Among the possible positive externalities of this terrible pandemic may also be the re-appropriation of the information technology platforms and internet devices which are supporting workers, students and corporations during these days of lockdown. In this sense, what is at stake is the opportunity to regain control of these “information highways” along with their emancipatory potential, viewed as the manifestation of a “common good”.
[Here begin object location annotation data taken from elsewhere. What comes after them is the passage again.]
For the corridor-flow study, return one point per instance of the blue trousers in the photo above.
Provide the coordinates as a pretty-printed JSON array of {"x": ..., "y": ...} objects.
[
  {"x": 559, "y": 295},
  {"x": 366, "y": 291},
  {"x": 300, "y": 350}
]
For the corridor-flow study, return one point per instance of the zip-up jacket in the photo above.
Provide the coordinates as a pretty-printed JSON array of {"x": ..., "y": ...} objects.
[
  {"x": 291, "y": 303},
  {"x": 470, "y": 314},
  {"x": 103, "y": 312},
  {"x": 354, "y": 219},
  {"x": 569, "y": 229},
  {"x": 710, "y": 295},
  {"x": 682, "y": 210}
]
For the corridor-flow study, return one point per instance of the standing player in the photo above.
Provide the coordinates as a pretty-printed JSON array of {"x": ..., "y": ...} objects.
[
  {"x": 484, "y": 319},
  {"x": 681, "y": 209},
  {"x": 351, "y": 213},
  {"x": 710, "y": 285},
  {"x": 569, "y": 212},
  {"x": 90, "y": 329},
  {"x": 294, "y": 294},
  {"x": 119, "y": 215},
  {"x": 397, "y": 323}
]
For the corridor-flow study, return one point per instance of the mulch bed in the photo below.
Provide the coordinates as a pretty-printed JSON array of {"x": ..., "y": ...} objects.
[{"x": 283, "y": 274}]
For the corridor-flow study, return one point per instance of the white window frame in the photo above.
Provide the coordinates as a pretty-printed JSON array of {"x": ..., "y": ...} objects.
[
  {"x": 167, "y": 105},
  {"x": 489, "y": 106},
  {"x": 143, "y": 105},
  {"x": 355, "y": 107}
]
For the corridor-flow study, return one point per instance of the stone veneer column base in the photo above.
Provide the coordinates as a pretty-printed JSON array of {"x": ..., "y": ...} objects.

What this deep crisis seems to show is that both scenarios, the dystopian one of an authoritarian solution and the utopia of a re-democratisation of democracy, may emerge; and the outcome will depend on the way democratic nations will be able to tackle these hard times. Still, it will also depend on how activists, social movements and community organisations are able to set up global mobilisation platforms – both during the lockdown, under the difficult condition of being physically separated though connected on the web, and afterward, when it will be possible to regain access to the public space. As economist Gaël Giraud affirms – “the economic reconstruction that we will have to carry out after exiting the tunnel will be the unexpected opportunity to implement the transformations that, even yesterday, seemed inconceivable to those who continue to look to the future through the rear view mirror of financial globalization. We need a green reindustrialisation, accompanied by a re-localization of all our human activities”.
R. A. Dahl, Polyarchy, Yale University Press, 1977.
 B. Casalini, “A materialist analysis of contemporary feminist movements”, Anthropological Theory, 17(4), 2017, pp. 497-517.